A second potential happening is that our nervous system begins to display wild dysregulation. This phenomenon is actually observed by Vajrayana Buddhists and they call it Retreat Lung (lung meaning wind) or Meditator’s Disease. When this happens, even the Buddhists think meditation is a drag.
Oversimplifying the concept of nervous system regulation drastically, I can say that our autonomic nervous system is meant to operate through oscillation and containment. When the inhibitory and excitatory aspects of our nervous system (the parasympathetic and sympathetic, respectively) are operating healthily, we move in and out of activation with little disruption.
However, when an experience overwhelms us, one side of this oscillating system breaks out of healthy containment, or both the inhibitory and excitatory aspects fire simultaneously, causing all sorts of problems.
When we begin to recall implicit memory and gain greater felt-awareness of our nervous system, we discover the profound dysregulation that is already there. It might seem as though we activated it through the process of meditation, but we did not. This dysregulation has been there since the traumatic experience that caused it, only we developed vastly complex ways to keep it suppressed and out of our awareness.
A similar concept is upheld by many spiritual traditions in regard to our own potential: our perfection already exists; we have simply buried it in obscurations.
The damage done to our physical and subtle bodies through this suppression is known as allostatic load. Our bodies are not meant to deal with constant stress and dysregulation and the toll on our health is serious and long-lasting.
The Freeze Response
Lastly, the act of sitting still on the meditation cushion for extended periods of time can activate what Dr. Peter Levine refers to as tonic immobility.
Tonic immobility, to oversimplify once again, is the freeze response we animals exhibit in near-death experiences. When we cannot ask for help, and when fight or flight are no longer useful, our body releases large amounts of endogenous opioids (to numb the arrival of pain) and our body goes limp into submission.
For those of us with trauma—either early or late in life—there is usually a bout of tonic immobility hidden deep in our nervous system from a time when our ability to protect ourselves was thwarted.
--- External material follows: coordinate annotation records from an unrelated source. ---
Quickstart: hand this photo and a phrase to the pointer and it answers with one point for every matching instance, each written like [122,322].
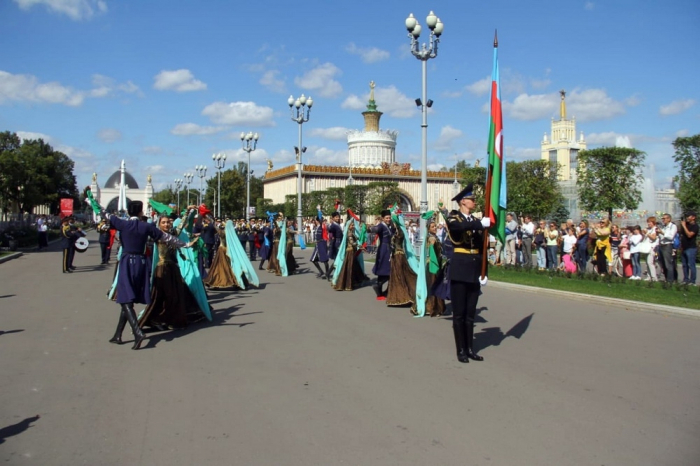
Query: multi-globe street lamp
[201,173]
[423,53]
[188,181]
[178,185]
[300,108]
[249,141]
[219,162]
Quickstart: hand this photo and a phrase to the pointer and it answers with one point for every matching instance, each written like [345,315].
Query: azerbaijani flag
[496,172]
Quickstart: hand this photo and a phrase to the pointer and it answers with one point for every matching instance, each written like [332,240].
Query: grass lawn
[612,287]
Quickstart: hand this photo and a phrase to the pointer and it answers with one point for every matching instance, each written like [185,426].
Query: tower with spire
[372,146]
[561,146]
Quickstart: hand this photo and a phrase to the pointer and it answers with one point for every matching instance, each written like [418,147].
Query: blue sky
[165,84]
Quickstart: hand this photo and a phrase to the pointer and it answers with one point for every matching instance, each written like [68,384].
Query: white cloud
[27,88]
[367,54]
[676,107]
[181,80]
[270,79]
[239,113]
[189,129]
[481,87]
[23,87]
[448,135]
[337,133]
[586,105]
[75,9]
[321,80]
[389,100]
[109,135]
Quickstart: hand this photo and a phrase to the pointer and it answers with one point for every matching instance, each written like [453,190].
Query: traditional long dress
[221,274]
[402,279]
[171,299]
[289,253]
[273,264]
[351,275]
[434,306]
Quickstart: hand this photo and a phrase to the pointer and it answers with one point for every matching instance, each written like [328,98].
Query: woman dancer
[171,300]
[348,274]
[221,273]
[404,265]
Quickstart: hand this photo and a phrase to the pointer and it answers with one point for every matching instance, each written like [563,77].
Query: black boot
[470,342]
[117,338]
[460,342]
[138,334]
[318,267]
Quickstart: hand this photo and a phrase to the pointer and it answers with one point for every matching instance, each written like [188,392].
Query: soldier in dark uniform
[335,235]
[134,275]
[68,238]
[467,235]
[384,229]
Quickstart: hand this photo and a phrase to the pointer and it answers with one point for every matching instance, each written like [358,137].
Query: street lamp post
[201,173]
[300,108]
[188,180]
[249,141]
[424,52]
[219,162]
[178,185]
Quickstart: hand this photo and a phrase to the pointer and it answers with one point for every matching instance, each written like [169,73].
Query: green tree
[33,173]
[532,188]
[687,159]
[610,177]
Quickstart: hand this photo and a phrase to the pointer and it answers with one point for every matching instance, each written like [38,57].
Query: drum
[81,244]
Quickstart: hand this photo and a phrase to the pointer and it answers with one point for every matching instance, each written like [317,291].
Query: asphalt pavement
[295,373]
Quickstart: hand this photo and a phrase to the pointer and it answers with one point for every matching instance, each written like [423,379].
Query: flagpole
[489,188]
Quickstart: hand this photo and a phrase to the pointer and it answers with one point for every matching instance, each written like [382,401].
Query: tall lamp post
[178,185]
[249,141]
[219,162]
[188,181]
[424,52]
[300,108]
[201,173]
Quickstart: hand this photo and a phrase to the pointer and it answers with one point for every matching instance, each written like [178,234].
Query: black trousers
[465,297]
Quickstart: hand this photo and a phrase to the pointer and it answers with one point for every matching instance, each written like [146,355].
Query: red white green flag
[496,173]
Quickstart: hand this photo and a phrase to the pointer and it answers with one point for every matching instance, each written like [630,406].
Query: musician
[104,239]
[467,234]
[134,276]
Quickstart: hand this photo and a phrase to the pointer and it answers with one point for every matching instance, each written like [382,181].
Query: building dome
[114,180]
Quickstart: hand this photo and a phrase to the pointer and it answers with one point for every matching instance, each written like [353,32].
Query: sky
[164,85]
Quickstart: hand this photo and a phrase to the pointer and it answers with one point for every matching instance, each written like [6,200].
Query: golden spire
[562,106]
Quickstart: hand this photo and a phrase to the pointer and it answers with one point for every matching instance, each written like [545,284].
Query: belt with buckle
[467,251]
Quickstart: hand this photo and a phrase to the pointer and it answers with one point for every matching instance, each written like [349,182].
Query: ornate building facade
[371,158]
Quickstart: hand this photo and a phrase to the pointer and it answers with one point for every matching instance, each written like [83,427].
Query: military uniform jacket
[467,235]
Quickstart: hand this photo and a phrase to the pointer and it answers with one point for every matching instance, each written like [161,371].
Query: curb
[621,303]
[9,257]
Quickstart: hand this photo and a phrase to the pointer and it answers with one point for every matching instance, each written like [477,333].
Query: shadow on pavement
[493,336]
[16,429]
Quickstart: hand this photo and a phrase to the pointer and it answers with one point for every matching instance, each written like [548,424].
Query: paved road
[298,374]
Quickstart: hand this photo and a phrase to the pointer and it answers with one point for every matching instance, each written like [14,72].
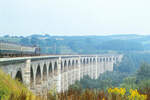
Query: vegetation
[13,90]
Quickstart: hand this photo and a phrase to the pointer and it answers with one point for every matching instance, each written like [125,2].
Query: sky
[74,17]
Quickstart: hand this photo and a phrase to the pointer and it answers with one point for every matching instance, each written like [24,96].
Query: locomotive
[14,50]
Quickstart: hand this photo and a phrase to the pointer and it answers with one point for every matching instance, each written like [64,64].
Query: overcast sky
[74,17]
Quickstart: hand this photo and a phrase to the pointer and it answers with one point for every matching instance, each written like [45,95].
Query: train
[15,50]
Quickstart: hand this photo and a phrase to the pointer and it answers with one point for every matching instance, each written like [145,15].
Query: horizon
[1,35]
[74,17]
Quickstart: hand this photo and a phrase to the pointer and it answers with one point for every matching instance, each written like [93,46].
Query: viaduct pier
[60,71]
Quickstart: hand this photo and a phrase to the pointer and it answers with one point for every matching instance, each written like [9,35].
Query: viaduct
[48,72]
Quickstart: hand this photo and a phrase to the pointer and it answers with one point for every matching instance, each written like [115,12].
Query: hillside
[84,44]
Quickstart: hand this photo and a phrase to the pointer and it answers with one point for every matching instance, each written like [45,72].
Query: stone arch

Sitting for many hours in a still posture sends afferent nerve impulses to the brain signaling the re-arrival of this tonic freeze state. Given the amount of fear present the last time we entered this state, you can imagine that this is another time meditation begins to resemble an experience less like the cover of a yoga magazine, and more like torture.
Essentially, meditation is an attempt to be present, to be right in this moment, and to gain access to the subtleties that reside here. Coincidentally, a teacher of mine once offered a definition of trauma as “an inability to be in the here and now.”
Get Up, Yo
So then, with such a sh*tty dilemma, what are we to do when we access trauma on the cushion?
Get up and stop meditating.
Use the vast resources that exist to renegotiate our trauma symptoms: somatic psychotherapy, neurofeedback, acupuncture, nature, secure relationships, craniosacral work, and so on.
Interestingly, by leaving a meditation practice that sucks, and starting trauma work that really sucks—for a while—we eventually begin to achieve the same results we were trying to cultivate through meditation: calming our minds, becoming present and available for others, and accessing our own sense of spirituality. Circle unbroken.